Water and Climate Change

Published Jun 24, 2010

How global warming impacts water.

Water in its various forms is always on the move, in a complex process known as the water cycle. Global warming is already having a measurable effect on this cycle, altering the amount, distribution, timing, and quality of available water. Water users – from communities, to industries, to ecosystems – are in turn affected: their activities and functions depend, either directly or indirectly, on water. 

Change is underway

With climate change, the water cycle is expected to undergo significant change. For example, a warmer climate causes more water to evaporate from both land and oceans; in turn, a warmer atmosphere can hold more water – roughly four percent more water for every 1ºF rise in temperature. Changes like this are expected to lead to specific, and in many cases negative, consequences. Some parts of the U.S. – in particular, the Northeast and Midwest – can expect increased precipitation and runoff, especially in winter and spring, leading to increased flooding.  Other areas – notably the Southwest – can expect less precipitation, especially in the warm months, and longer, more severe droughts as storm tracks shift northward leaving arid areas increasingly dry.

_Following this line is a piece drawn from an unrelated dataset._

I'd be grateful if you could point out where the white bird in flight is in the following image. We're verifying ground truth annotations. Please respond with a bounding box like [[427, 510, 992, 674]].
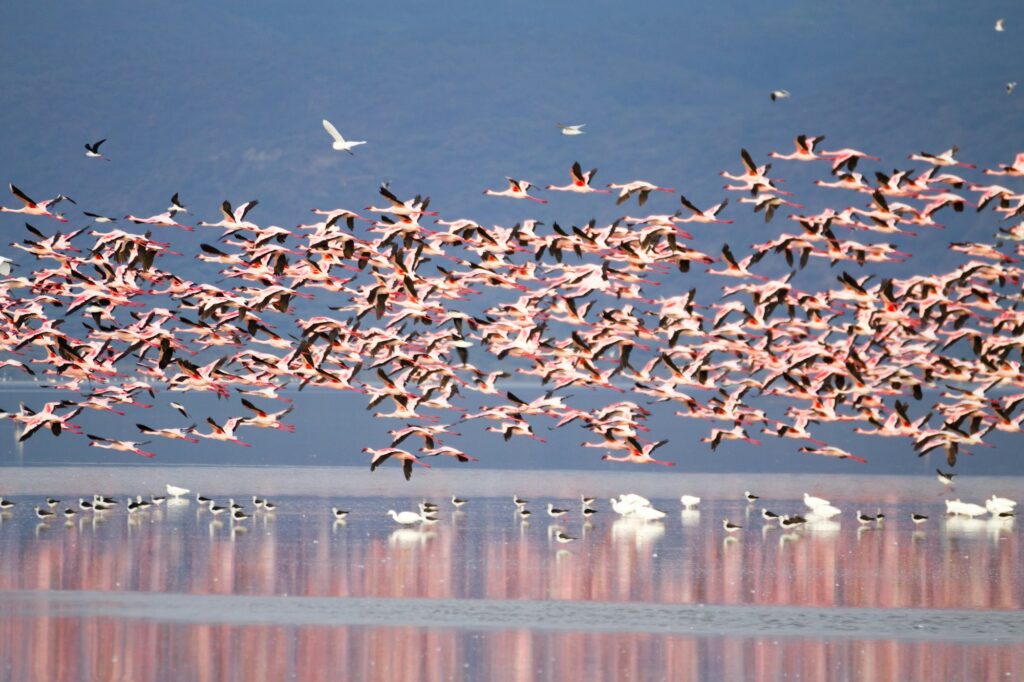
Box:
[[324, 119, 367, 156], [555, 123, 587, 135]]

Rain versus snow can make a critical difference

The form that precipitation takes is also subject to change in response to warming: climate projections for many regions of North America suggest less snow, overall, and more rain.  In areas dependent on the gradual melting of snowpack to supply surface water through the warm months, this means lower flows and greater water stress in summer – a trend already in evidence in parts of the western U.S.  While the effects of climate change on groundwater are not fully understood, rising water competition and stress at the surface are likely to drive greater use – and overuse – of this resource.

Overall, wet areas are expected to become wetter and dry areas drier, placing additional stress on the nation's over-taxed water systems as well as water-dependent sectors.

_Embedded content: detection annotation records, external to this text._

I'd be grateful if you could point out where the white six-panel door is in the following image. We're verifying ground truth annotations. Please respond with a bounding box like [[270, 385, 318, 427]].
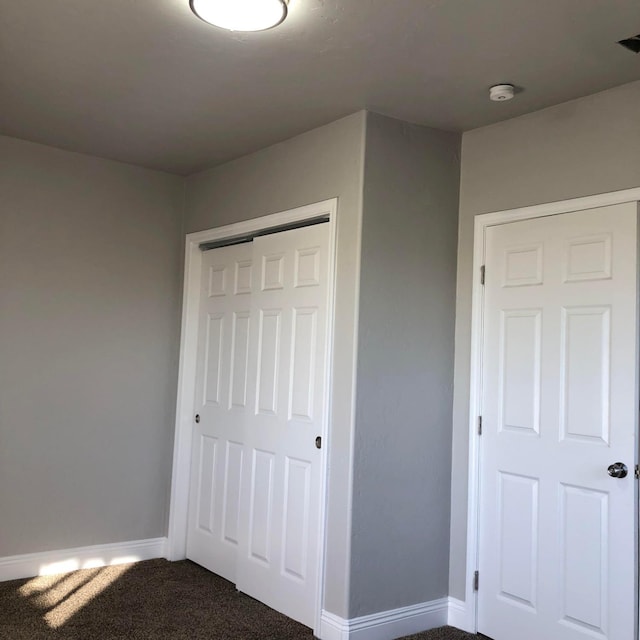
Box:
[[237, 224, 328, 626], [187, 244, 254, 582], [187, 224, 329, 626], [478, 203, 638, 640]]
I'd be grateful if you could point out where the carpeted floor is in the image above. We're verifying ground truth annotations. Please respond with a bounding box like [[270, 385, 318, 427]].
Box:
[[0, 560, 476, 640]]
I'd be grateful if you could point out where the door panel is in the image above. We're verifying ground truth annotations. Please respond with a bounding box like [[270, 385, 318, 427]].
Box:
[[478, 203, 638, 640], [187, 244, 252, 582], [237, 224, 328, 626], [187, 225, 329, 626]]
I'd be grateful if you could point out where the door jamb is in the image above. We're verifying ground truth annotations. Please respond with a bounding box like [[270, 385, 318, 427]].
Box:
[[465, 188, 640, 633], [166, 198, 338, 634]]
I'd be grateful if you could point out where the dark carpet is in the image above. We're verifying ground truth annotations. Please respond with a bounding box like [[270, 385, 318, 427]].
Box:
[[0, 560, 476, 640]]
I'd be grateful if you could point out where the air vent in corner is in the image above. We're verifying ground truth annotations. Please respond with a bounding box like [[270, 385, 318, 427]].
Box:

Water quality affects people and ecosystems

Declining water quality is another consequence of climate change. Water temperature, for example, will generally rise in streams, lakes, and reservoirs as air temperature rises. This tends to lead to lower levels of dissolved oxygen in water, hence more stress on the fish, insects, crustaceans and other aquatic animals that rely on oxygen. As more – and more intense – precipitation leads to increased runoff in certain regions, we can also expect more pollution to be washed into our waterways: sediments, nitrogen from agriculture, disease pathogens, pesticides, and herbicides.  Naturally, the pollution load in streams and rivers will tend to be carried to larger bodies of water downstream – lakes, estuaries, and the coastal ocean – where one of the more dramatic consequences of heavy runoff can be blooms of harmful algae and bacteria. 

The tide is rising 

One of the starkest effects of climate change is the anticipated rise in sea level worldwide. This occurs for two main reasons – the expansion of the ocean as it warms, and the increased melt from ice sheets, ice caps and glaciers. Along with alarming threats to coastal communities, infrastructure, economies and ecosystems, this rise has implications for available freshwater, as rising sea levels drive saltwater into freshwater aquifers. To be useful for drinking or irrigating, more water from our aquifers, then, would need to be treated, usually by energy-intensive processes. Given the wide range of human activities that depend – directly or indirectly – on water, future climate-driven changes in water resources will affect many aspects of our lives.